Of course not, it's California. Say one thing and do the opposite in practice.
The problem with plastics is that plastic recycling is mostly a lie (funded by the oil companies, because the horrible lifecycle of plastics was a problem for further expansion). If you can shred and melt plastic, you generally end up with a labor intensive process that produces a poorer quality material than virgin plastic for the same or higher cost - and that's with dirt cheap third world labor. Get rid of that (which China has, they used to take our "recycling" in the containers headed back and finally got sick of it, so most of it goes to other countries and practically ends up in the ocean), and there's no benefit to the recycled material at all. It's objectively worse material, for more money, than virgin plastic from oil - and it doesn't look like oil prices will make a dent in that any time soon.

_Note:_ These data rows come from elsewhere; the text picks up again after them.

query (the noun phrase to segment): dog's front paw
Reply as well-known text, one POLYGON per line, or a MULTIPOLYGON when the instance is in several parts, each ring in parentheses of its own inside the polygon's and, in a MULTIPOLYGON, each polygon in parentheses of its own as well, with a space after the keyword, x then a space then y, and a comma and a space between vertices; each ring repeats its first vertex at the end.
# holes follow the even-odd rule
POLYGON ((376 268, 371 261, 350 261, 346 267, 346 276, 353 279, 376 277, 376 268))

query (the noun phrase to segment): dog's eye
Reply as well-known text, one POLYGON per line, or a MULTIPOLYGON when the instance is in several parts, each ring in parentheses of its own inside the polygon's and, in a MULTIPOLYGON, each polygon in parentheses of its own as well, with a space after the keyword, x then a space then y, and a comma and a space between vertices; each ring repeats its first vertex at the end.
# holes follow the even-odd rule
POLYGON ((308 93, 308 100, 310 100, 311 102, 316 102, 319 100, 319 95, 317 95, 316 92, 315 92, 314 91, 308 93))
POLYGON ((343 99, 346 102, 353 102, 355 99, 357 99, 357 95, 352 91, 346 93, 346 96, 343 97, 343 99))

For recycling, there are huge issues with sorting, and then even the materials aren't always what's implied on the recycling #s - there are plenty of variations within a type there, if it's not just simply wrong. And there are plenty of plastics you just can't recycle meaningfully - plastic wraps, random bags, etc.
So the energy bag program takes those, and... I think was originally supposed to turn them into diesel fuel, but that process didn't work well. At least currently, they go into a concrete plant and directly offset coal use. I assume the furnace is hot enough to generally break down all the plastics, and it will swallow hard-to-process things like saran wrap and such - because the bags are just going into the furnace, literally.
I would actually be perfectly fine with burning all our plastic waste. The recycling process is mostly a sham, a lot of it ends up in landfills and the ocean anyway, breaking down into more and more microplastics. If we burn it, we (a) have control over where it's being processed instead of shipping it to some other nation to be their problem, (b) we get useful energy out of it, and (c) it removes the optics of "But it's recycled!" that allows people to keep blindly buying plastic. I'll recycle it, but I'd be fine if that turned into "All the plastics go here and we burn them for energy." We've got 20 years or more of coal fired plants that can burn plastic, either for power generation or other processes (concrete being the local one), and maybe we can get away from the stuff by then if people realize just how nasty it really is.
Absolutely should just compost the stuff. If your compost is to be used for growing food, you'll want to do some research on temperatures/time frames to destroy pathogens, but otherwise there should not be an issue. I have clay based clumping cat litter as a major component of my landfill stream. Not sure that I would want to switch to a wood pellet litter for a cat (or that the cat would accept it).
Compost would be for food, yes. One of my spring projects is to try compost again. I built some bins a while back, but I can never get the pit to really heat up - I got one batch hot, briefly, but it just wouldn't stay lit off. I didn't try much this year because I was working on solar, but I should have some cycles next year to work on it. If I bag the greens coming off the leech field (it grows weeds alarmingly well in the spring), I can probably combine those with the dry stuff we have around the property from the rest of the year and get enough nitrogen in the pile to light off. But they dry out and are just a pain to keep going. I suppose some ferret piss is a good supply of nitrogen too... Pick up some more of the pure nitrogen fertilizer in the spring, at least I know it'll get enough nitrogen that way.